B’nai Brith’s view is that this inaccurate plot line perpetuates false and dangerous antisemitic stereotypes about Jews – Hasidic and Orthodox Jews in particular – hating women, Arabs or non-Jews in general. The organization has written to three companies responsible for producing the show, demanding an apology, a factual correction and the removal of the impugned episode until changes can be made.

Nurses has recently received more interest and scrutiny due to being broadcast by NBC in the United States.

“The disturbing stereotypes present in this episode of Nurses are deeply damaging to Jews, especially Orthodox practitioners,” said Michael Mostyn, Chief Executive Officer of B’nai Brith Canada. “We call on the producers to act responsibly and take accountability for this outrage.
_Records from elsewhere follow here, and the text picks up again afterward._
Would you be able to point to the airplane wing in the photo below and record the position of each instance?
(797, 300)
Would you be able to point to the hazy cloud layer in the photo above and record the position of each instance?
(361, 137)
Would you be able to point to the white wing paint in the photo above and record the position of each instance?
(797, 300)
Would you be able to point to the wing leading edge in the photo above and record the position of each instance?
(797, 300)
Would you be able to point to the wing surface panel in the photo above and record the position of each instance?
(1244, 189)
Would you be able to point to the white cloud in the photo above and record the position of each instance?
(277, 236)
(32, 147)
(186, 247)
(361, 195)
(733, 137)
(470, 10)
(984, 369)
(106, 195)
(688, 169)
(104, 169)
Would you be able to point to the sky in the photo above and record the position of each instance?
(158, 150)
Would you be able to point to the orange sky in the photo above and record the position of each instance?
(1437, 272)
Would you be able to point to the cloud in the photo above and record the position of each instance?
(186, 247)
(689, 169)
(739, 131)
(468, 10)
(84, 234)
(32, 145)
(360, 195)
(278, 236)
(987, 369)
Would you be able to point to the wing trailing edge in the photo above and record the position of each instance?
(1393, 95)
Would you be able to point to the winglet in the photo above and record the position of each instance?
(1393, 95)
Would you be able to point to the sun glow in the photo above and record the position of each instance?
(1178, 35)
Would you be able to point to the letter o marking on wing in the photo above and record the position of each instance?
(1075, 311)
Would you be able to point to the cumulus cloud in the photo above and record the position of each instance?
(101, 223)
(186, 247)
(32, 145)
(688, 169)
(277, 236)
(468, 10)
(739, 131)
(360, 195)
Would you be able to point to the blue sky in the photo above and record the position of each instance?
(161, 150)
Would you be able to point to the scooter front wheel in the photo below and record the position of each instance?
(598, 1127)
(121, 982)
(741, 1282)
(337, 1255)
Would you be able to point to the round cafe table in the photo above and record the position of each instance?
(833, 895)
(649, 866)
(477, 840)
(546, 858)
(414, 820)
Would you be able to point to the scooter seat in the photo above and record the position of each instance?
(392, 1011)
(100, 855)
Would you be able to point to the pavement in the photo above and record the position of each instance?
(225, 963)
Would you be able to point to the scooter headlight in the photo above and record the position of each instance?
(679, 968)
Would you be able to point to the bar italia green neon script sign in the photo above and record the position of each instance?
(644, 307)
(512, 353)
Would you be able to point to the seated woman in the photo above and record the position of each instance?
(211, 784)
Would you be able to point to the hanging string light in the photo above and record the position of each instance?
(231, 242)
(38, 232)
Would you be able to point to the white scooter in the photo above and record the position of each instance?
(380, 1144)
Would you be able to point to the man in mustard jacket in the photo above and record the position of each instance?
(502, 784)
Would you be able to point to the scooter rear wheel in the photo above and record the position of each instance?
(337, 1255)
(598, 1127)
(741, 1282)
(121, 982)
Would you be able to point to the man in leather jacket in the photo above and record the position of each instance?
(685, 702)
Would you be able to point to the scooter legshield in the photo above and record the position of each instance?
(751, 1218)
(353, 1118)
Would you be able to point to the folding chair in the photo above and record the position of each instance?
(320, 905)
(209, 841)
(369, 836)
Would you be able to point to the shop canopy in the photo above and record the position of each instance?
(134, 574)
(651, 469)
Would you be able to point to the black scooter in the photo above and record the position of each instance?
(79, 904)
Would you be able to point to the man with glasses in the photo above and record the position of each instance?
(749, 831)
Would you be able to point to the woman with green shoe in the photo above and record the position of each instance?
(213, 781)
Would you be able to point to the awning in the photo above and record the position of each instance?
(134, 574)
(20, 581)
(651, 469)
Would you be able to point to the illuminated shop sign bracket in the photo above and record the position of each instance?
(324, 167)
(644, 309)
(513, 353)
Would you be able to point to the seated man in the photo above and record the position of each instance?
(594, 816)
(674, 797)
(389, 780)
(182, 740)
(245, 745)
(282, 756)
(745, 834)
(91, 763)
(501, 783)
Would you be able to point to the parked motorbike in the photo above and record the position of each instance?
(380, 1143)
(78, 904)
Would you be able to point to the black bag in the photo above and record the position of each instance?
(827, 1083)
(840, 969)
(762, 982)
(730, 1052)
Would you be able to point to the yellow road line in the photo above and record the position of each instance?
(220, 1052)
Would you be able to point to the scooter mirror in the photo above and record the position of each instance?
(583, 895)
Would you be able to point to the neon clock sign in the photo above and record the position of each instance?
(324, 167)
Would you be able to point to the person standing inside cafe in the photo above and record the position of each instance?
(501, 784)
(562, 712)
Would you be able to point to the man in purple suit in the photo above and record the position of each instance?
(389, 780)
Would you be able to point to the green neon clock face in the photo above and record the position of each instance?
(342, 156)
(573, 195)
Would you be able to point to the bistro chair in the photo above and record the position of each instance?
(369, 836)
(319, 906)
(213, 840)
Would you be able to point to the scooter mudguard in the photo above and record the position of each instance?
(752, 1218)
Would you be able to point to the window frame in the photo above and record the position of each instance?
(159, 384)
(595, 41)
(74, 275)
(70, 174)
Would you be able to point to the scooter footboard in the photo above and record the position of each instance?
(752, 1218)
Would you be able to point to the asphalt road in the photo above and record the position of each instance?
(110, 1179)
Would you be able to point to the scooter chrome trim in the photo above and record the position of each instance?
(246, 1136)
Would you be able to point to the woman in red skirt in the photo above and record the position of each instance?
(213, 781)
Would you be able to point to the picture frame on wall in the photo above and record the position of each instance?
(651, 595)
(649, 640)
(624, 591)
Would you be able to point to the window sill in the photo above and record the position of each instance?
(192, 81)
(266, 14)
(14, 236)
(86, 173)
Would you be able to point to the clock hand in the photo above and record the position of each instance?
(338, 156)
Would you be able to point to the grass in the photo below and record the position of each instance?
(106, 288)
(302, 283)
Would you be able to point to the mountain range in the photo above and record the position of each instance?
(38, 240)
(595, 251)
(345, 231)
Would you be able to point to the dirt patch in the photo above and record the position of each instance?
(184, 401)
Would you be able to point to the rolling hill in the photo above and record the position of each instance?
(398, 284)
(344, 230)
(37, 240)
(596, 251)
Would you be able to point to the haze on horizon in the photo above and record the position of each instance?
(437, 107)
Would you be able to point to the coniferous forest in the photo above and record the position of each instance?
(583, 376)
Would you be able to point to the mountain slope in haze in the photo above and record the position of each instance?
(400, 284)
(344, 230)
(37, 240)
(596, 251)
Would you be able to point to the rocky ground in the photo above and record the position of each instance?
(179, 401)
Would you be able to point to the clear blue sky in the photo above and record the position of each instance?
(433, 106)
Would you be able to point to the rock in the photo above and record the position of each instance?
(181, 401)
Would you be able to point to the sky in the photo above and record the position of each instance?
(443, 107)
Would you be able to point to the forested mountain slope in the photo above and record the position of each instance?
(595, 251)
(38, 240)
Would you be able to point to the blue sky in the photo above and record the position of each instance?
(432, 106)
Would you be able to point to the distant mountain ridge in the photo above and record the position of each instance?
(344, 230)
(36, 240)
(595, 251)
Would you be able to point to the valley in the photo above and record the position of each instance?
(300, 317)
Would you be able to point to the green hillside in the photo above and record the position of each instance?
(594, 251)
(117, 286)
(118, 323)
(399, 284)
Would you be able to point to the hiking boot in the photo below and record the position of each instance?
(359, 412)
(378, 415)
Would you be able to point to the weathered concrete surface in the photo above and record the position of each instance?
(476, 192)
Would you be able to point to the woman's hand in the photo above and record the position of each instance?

“All of this could have been avoided if producers had thought to consult members of the Orthodox Jewish community before depicting them in this false and slanderous light.”

B’nai Brith’s Audit of Antisemitic Incidents for 2019, the latest year with full data, bore witness to 2,207 acts of violence, vandalism and harassment against Canadian Jews in 2019, the highest number on record and an 8% increase over 2018.

The past two years have also seen an unprecedented wave of attacks on Orthodox Jews, especially Hasidic Jews in the New York area.